When these minerals occur as inclusions in certain other minerals, most notably the mica family, they are often seen to develop discoloration, or "pleochroic" haloes.
The haloes are caused by radiation damage to the host mineral's crystalline structure.
Discoloration haloes in younger rocks tend to be smaller and less intense than in older rocks, indicating that the zone of crystal damage increases with time.
From these observations early attempts were made to use the dimensions of haloes as an age dating technique.
Granites, for example, have more than 10% quartz and abundant potassium feldspar.
Other plutonic rocks have less quartz and potassium, and different ratios of calcium and sodium feldspar minerals.
Granite is a well-known type of plutonic igneous rock, but there are many others as well.

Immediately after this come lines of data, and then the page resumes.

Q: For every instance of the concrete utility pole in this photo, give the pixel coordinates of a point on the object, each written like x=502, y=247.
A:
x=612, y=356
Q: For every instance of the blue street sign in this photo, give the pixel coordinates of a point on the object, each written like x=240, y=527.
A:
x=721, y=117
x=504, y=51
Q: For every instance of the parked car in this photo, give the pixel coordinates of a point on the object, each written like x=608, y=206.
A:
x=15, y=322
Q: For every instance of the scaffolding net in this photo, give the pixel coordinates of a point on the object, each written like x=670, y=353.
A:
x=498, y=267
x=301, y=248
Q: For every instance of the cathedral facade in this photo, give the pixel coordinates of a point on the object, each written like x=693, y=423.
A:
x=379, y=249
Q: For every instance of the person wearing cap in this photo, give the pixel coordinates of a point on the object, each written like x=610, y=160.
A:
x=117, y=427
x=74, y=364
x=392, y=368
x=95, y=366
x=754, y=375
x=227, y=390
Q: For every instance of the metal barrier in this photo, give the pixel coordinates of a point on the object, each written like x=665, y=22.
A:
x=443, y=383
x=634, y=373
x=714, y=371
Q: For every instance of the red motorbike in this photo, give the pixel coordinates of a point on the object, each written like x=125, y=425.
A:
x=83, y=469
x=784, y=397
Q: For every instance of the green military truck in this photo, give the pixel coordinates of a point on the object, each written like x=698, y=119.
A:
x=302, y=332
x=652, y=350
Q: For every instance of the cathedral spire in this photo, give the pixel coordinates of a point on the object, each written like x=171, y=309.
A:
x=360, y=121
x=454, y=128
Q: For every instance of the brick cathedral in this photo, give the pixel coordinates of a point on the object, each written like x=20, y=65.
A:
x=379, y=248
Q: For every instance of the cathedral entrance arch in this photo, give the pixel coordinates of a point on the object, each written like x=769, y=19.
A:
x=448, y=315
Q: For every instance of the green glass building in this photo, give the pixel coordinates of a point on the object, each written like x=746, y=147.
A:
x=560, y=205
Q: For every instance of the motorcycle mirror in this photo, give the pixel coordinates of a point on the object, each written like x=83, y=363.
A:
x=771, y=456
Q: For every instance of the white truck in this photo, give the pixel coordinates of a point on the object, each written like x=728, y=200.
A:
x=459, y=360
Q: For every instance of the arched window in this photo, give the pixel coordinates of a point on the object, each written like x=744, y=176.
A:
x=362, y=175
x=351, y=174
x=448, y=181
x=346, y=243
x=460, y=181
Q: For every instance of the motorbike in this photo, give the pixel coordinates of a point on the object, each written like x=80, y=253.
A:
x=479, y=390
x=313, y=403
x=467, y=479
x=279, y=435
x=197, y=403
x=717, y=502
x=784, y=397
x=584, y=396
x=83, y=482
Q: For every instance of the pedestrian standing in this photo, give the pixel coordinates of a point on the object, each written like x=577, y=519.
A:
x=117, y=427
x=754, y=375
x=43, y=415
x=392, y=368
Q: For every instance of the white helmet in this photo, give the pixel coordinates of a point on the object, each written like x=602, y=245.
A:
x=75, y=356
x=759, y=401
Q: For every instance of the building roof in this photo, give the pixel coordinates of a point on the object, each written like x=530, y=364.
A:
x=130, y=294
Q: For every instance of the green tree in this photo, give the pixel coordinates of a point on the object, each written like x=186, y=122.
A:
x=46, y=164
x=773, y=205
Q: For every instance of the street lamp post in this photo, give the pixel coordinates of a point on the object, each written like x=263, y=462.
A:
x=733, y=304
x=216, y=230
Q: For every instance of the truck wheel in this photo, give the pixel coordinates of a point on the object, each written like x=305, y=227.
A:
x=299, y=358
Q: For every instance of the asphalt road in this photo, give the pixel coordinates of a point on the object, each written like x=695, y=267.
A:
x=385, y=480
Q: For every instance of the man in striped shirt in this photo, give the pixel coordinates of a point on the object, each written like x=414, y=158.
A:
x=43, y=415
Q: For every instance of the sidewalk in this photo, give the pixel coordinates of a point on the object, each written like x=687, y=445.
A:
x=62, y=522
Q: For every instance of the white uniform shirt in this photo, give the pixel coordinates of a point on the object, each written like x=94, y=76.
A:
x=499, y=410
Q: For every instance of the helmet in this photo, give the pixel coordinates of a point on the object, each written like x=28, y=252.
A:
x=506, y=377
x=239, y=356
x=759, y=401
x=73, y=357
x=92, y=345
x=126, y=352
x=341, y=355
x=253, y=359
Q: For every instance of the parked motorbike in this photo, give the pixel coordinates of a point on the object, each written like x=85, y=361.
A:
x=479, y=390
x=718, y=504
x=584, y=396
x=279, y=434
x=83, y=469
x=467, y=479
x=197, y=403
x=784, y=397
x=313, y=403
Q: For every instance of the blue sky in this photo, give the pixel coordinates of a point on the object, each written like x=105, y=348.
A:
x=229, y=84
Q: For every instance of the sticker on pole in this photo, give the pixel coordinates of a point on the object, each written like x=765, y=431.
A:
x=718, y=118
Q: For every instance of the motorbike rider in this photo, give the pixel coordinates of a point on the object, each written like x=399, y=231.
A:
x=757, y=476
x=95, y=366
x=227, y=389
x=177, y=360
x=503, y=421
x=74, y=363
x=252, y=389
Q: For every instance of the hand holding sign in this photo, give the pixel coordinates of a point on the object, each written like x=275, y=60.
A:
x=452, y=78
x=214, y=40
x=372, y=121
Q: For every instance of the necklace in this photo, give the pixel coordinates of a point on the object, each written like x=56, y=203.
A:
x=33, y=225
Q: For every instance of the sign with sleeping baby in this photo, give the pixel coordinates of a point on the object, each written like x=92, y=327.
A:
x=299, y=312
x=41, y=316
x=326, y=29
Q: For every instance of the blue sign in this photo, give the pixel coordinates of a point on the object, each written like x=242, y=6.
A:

Geologists distinguish these types of rock based on their chemical and mineralogical composition.These haloes were considered to be the result of damage to the crystal structure of the host minerals caused by high energy alpha particles.In numerous papers published in scientific journals in the 1970s and 1980s, Gentry built the case that the different alpha decay energies of various naturally occurring radioactive isotopes resulted in distinctly different halo diameters.When burial pressures and temperatures get too great, the rocks melt completely, becoming new igneous rocks.To fully understand Gentry's hypothesis a basic background in geology, mineralogy, and radiation physics is helpful.Sedimentary rocks are secondary in formation, being the product of precursor rocks (of any type).